Christian Petzold’s Competition film “Roter Himmel” (Afire) hovers dreamlike between utopia and dystopia.
By Philipp Bühler
Press conferences with Christian Petzold are a pleasure. The same can only be said to a limited extent about his films, which have always been considered unwieldy. But there’s almost no one else who speaks with such enthusiasm about his own work, but also about cinema per se. Shakespeare’s Midsummer Night’s Dream had been an inspiration for his new film, he explains after the screening of Roter Himmel (Afire), but also “the French summer film genre”. When he uses terms like this, he always makes it sound as if he has just invented them. The idea for the film, which is now one of the five German-language Competition entries in the Berlinale, came to him during the covid pandemic. It would be about holidays being an emergency situation, about young people in a summer that feels like their last, and which progresses in a dreamlike atmosphere. Or, as Petzold puts it, “half asleep”.
Writer’s block on a Baltic beach
Friends Felix and Leon move into a holiday home by the Baltic Sea, where they are soon joined by Nadja and her lifeguard lover Devid. To begin with, Nadja and Devid are unseen and unwanted guests – especially for Leon, as they are distracting him from his work as an author. Apparently nobody is bothered about the forest fires approaching dangerously close to them – we are even shown a burning wild boar piglet. Felix and Devid get unexpectedly close, while Leon falls for Nadja – completely against his better judgment. Yet Petzold, a romantic of the so-called “Berlin School”, watches the amorous activities with an amused detachment. The focus is actually on the morose writer’s masochistic creative process – he retreats into his shell and never goes swimming while everyone else is enjoying life.

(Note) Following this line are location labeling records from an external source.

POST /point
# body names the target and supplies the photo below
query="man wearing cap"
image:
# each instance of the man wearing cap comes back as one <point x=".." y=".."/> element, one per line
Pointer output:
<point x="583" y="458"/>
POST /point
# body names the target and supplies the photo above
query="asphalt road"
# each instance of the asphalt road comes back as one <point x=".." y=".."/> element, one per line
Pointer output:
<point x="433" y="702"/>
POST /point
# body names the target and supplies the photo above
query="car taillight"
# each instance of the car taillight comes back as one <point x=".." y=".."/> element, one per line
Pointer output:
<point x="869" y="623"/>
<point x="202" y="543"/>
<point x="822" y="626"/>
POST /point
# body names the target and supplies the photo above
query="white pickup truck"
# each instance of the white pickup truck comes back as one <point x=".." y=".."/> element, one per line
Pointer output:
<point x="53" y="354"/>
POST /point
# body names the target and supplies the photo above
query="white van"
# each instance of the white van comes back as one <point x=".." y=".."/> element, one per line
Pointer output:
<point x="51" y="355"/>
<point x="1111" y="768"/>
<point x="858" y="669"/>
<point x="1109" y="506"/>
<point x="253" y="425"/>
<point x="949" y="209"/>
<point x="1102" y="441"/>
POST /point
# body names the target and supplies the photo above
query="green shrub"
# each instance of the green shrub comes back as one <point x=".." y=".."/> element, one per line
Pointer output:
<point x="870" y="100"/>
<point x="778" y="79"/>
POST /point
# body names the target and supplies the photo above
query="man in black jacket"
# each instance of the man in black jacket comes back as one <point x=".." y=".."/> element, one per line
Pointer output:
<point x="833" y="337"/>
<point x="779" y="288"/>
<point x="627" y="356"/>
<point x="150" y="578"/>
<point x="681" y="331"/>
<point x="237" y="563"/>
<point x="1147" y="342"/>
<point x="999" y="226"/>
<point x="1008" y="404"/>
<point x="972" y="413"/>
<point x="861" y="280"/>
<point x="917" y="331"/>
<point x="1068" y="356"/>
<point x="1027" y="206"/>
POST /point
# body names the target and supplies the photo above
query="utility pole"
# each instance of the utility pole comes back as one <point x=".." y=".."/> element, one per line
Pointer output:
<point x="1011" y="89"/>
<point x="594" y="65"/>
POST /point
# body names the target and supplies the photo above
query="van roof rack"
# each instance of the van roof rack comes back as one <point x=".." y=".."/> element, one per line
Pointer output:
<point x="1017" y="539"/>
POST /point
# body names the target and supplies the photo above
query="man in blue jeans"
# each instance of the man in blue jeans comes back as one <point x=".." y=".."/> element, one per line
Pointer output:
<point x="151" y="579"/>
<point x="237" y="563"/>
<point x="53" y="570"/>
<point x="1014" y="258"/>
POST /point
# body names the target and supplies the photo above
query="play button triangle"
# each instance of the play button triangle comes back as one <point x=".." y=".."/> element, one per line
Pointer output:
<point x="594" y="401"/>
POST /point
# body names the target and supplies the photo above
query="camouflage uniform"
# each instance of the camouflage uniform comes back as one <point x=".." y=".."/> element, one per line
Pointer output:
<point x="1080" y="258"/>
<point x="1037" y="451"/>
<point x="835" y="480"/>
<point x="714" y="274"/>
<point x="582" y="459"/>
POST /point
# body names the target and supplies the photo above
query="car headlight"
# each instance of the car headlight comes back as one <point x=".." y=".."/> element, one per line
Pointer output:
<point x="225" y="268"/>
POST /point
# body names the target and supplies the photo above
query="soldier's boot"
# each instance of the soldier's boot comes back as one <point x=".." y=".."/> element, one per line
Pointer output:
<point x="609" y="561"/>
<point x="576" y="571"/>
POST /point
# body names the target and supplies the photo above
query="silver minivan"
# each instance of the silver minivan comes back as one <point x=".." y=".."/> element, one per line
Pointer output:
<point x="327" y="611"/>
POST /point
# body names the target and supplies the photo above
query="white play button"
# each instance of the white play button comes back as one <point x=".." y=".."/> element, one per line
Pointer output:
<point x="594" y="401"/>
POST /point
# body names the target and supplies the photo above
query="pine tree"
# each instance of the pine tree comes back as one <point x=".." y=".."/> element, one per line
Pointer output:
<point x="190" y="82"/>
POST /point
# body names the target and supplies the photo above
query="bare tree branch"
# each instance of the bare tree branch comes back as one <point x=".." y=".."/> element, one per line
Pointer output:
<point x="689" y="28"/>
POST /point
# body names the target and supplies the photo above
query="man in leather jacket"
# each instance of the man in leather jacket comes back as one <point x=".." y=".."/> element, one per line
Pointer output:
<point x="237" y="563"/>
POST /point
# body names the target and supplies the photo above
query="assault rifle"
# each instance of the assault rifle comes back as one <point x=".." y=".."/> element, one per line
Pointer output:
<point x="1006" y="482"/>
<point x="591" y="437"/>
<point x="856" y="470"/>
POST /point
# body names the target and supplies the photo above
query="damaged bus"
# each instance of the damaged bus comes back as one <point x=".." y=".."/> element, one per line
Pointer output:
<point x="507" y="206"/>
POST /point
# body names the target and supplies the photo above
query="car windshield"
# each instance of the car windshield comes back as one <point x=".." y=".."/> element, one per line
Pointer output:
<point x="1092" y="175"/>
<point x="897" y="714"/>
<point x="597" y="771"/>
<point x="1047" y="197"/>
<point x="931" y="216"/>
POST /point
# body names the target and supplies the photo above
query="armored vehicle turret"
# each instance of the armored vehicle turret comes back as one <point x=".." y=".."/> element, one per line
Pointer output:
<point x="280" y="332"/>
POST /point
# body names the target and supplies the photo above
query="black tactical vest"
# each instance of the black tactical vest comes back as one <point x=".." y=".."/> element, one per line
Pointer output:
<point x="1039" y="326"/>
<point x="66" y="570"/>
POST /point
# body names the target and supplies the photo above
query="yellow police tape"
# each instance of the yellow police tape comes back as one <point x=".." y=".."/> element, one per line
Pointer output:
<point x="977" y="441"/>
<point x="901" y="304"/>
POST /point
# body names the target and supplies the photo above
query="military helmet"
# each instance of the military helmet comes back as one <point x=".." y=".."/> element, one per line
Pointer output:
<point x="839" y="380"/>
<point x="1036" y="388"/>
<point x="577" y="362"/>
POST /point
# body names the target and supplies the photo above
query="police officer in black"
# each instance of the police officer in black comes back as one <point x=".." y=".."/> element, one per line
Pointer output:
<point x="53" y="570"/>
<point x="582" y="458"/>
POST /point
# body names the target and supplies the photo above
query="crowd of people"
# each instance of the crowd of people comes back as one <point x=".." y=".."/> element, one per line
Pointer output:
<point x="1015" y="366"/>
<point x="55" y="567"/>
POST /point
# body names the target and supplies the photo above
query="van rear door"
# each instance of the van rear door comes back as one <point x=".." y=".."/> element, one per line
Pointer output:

It’s oddly comical in places. Until reality takes over and his beautiful story remains no more than a terrible memory.
Forest fires as a warning
In the
Roter Himmel press interview, Petzold makes it humorously clear how much he sees himself in Leon, a dreamer trapped between hybris and self-doubt. The fear of the second novel, the second film after the first success, is something he has endured himself. You could listen to him for hours talking yet again about the literary influences he feeds into his films, in this case Heine’s poem
Der Asra is recited no less than twice by Paula Beer. You’ll spot a few other elements from earlier films this time too: the dream logic from what’s probably his best film,
Yella (2007), the love of women on bicycles from
Barbara (2012). It would also be reasonable to call this his most self-referential and therefore personal film to date, after the Holocaust allegory
Phoenix (2014) and the escape drama
Transit (2018). But it’s also the film in which he more consistently than ever intertwines utopia with dystopia. Of course climate change is at the root of it all. If we do nothing, this burning hot summer will never stop.